In a release, S&P said that the change in outlook is being made to, “reflect the breadth and depth of the business franchise, its dominant position in its primary product markets, the stability and level of the earnings performance of the group, and the extremely strong capital adequacy position of its regulated operating subsidiaries.”

The insurer financial strength ratings are due to “the group’s very strong and geographically diversified business positions in Canada, the U.S., and Asia; extremely strong capitalization; solid operating performance; and accomplished management team.” The rating agency notes that Manulife now represents one of the top insurance organizations in Canada (top three), North America (top five), and globally (top 10), as measured by assets.
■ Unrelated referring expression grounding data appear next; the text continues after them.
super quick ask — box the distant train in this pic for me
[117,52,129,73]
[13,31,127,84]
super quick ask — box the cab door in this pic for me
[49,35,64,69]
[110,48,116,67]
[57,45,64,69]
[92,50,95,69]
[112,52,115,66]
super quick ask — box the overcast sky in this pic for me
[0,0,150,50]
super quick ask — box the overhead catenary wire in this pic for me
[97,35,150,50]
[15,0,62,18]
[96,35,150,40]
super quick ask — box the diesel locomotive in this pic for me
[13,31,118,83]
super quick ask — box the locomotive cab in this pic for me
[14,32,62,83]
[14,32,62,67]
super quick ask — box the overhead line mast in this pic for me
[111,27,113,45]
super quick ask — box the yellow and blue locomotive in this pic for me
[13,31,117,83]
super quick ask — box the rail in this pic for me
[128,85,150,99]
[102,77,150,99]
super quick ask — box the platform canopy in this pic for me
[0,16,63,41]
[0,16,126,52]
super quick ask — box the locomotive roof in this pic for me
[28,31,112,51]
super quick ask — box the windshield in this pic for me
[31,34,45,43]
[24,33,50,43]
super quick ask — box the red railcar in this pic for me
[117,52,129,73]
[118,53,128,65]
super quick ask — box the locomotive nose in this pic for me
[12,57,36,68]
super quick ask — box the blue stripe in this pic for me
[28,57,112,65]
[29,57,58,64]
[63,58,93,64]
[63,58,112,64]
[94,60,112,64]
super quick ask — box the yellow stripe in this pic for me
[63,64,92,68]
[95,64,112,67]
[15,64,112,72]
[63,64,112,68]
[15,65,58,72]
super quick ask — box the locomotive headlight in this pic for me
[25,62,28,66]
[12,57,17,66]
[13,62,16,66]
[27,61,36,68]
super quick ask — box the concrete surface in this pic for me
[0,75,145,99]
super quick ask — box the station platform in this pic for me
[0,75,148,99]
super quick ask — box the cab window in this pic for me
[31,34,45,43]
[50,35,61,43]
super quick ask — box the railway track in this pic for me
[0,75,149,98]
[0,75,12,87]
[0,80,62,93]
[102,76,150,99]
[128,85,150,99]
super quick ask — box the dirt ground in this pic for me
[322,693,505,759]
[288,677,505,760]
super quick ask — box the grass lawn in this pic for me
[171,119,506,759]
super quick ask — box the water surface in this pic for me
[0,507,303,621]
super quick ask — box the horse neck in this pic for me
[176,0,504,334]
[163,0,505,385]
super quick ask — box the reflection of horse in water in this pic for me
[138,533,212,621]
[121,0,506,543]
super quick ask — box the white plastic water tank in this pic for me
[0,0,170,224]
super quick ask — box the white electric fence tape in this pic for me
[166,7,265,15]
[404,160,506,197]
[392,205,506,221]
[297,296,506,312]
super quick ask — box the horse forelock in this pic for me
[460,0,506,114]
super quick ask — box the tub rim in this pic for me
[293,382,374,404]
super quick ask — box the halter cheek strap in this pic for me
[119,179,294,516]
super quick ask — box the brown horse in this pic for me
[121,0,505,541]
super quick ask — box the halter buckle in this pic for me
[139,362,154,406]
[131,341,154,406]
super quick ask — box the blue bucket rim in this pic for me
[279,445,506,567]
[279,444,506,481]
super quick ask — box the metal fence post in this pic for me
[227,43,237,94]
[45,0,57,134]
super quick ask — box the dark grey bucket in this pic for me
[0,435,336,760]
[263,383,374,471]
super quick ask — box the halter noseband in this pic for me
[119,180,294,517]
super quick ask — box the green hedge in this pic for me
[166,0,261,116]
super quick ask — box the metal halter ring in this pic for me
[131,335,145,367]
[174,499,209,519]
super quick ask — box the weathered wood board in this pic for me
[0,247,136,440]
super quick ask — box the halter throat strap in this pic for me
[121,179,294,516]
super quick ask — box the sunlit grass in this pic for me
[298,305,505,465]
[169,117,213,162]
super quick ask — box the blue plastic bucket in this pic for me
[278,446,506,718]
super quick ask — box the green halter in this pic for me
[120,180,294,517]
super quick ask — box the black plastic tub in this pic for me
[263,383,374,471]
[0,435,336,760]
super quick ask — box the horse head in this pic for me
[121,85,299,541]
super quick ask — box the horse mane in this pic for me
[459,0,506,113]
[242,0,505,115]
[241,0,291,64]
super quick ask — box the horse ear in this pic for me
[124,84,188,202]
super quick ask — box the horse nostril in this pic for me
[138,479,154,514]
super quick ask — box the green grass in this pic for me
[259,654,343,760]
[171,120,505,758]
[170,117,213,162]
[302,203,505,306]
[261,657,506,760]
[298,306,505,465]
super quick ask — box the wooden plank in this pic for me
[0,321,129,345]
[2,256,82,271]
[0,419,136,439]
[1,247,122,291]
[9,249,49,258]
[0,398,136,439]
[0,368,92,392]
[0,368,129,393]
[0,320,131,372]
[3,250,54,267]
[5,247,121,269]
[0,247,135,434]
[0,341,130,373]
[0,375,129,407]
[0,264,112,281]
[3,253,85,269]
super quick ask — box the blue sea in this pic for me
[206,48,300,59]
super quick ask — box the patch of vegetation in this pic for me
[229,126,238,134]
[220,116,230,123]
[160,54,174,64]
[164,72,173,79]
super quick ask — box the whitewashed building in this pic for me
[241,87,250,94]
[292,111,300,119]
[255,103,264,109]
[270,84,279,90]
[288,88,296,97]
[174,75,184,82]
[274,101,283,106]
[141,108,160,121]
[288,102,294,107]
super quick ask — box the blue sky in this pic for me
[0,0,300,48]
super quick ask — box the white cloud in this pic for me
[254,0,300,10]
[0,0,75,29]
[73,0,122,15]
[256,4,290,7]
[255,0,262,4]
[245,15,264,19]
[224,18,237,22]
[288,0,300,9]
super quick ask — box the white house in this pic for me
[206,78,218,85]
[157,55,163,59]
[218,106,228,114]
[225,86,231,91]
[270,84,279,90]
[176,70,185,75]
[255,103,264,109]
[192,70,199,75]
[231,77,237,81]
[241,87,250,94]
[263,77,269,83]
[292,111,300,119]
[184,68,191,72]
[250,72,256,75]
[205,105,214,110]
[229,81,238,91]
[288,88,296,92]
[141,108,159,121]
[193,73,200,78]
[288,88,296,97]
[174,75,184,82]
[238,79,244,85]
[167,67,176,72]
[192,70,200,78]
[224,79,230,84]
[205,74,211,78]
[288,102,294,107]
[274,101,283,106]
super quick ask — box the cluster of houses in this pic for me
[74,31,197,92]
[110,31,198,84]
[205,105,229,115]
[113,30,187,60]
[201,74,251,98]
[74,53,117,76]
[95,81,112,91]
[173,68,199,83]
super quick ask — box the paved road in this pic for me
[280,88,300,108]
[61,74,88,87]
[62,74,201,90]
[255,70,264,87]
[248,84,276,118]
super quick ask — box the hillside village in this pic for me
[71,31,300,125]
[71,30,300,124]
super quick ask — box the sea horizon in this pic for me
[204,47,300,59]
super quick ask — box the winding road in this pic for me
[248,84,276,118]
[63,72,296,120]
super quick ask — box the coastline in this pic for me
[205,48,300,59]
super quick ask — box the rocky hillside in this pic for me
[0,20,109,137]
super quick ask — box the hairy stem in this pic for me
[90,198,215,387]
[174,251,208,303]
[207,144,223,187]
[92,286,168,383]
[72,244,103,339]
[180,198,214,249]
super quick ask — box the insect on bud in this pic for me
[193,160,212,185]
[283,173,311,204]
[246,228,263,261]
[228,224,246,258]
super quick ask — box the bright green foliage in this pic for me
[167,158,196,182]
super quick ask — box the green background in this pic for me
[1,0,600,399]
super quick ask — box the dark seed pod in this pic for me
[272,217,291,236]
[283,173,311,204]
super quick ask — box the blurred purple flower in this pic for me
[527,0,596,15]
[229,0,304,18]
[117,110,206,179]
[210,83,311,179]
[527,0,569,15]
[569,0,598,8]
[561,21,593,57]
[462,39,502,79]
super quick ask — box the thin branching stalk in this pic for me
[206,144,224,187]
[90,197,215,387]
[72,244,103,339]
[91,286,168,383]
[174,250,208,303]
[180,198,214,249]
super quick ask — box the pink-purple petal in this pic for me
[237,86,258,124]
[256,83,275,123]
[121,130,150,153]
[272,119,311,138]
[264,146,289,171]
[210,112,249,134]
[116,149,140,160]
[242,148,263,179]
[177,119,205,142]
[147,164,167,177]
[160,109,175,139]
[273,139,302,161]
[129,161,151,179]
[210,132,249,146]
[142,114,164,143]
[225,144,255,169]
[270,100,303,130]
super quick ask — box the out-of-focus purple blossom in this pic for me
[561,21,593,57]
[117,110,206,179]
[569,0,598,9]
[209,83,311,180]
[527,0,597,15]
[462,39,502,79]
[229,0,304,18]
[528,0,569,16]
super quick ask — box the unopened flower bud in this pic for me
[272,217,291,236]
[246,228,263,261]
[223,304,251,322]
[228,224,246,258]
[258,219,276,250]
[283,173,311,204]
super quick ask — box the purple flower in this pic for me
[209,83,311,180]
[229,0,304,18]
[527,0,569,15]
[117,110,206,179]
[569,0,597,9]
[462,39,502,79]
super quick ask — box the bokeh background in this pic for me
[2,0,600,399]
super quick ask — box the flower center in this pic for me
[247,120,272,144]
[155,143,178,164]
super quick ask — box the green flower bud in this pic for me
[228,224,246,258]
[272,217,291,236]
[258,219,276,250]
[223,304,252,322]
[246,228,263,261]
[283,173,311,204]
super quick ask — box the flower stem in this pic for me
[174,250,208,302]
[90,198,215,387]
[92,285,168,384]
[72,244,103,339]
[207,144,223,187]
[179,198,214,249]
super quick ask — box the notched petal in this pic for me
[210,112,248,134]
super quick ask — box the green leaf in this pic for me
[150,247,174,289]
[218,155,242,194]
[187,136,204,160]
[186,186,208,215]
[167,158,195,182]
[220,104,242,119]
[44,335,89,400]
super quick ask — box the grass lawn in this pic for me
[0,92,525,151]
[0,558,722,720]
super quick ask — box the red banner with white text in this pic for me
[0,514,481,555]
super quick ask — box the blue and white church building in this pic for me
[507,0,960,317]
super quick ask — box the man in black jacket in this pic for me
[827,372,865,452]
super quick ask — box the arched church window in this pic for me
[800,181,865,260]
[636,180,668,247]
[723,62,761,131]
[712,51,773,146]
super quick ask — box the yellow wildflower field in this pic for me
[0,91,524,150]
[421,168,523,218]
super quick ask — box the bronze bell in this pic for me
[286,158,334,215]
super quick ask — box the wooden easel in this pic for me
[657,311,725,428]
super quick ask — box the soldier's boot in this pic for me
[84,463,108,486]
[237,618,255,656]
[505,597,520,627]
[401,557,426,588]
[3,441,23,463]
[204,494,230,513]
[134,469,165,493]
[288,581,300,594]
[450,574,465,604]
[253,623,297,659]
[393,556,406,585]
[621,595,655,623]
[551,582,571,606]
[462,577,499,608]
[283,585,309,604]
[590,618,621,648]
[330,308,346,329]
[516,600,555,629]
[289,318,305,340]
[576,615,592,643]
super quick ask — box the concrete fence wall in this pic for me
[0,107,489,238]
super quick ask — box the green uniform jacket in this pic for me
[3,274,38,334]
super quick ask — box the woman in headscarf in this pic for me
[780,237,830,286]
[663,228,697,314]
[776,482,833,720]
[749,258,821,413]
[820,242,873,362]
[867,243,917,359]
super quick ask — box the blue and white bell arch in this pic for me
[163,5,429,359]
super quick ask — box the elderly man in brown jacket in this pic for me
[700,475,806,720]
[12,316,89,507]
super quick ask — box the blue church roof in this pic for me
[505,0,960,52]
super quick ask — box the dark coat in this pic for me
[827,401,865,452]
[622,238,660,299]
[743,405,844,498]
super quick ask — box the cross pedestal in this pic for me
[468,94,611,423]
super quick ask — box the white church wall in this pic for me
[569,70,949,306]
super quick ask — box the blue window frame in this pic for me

“Some factors, although negative, are either well managed or limited in their consequence, including exposures to global equity markets that could affect Manulife Financial’s wealth management businesses and investments against surplus if these markets soften,” said Standard & Poor’s credit analyst Donald Chu. Other rating factors include the effect of the devaluated U.S. dollar against the Canadian dollar, which is Manulife’s reporting currency; its emerging markets exposure; and the residual integration and operational risk associated with the completion of the John Hancock integration.

S&P noted that a somewhat higher risk profile exists in John Hancock’s institutional spread-based businesses, long-term care business, and bond investment portfolio (although management has taken steps to de-risk these businesses). “Finally, the acquisition of John Hancock had a negative affect on the company’s quality of capital due to the goodwill and intangibles created,” it added.

S&P said that Manulife has a positive outlook with the expectation that operating earnings will continue to improve. “To the extent that Manulife successfully integrates the John Hancock acquisition as planned and the company improves its already very strong operating performance, business franchise, and capital adequacy position, the ratings will be reviewed for an upgrade.”

“In addition, although the company’s enterprise risk management function is very robust, Manulife Financial needs to demonstrate that it has fully reviewed and accounted for the risk associated with some of the more complex insurance products that it has developed for sale in the North American market (such as variable annuities, long-term care, and universal life products) in order for Standard & Poor’s to consider a higher rating,” it added.

“Alternatively, any significant residual integration issues with the John Hancock acquisition or unexpected disruptions to earnings would cause the outlook to be revised to stable,” it said. Standard & Poor’s expects to bring a resolution to the positive outlook within a 12-month window.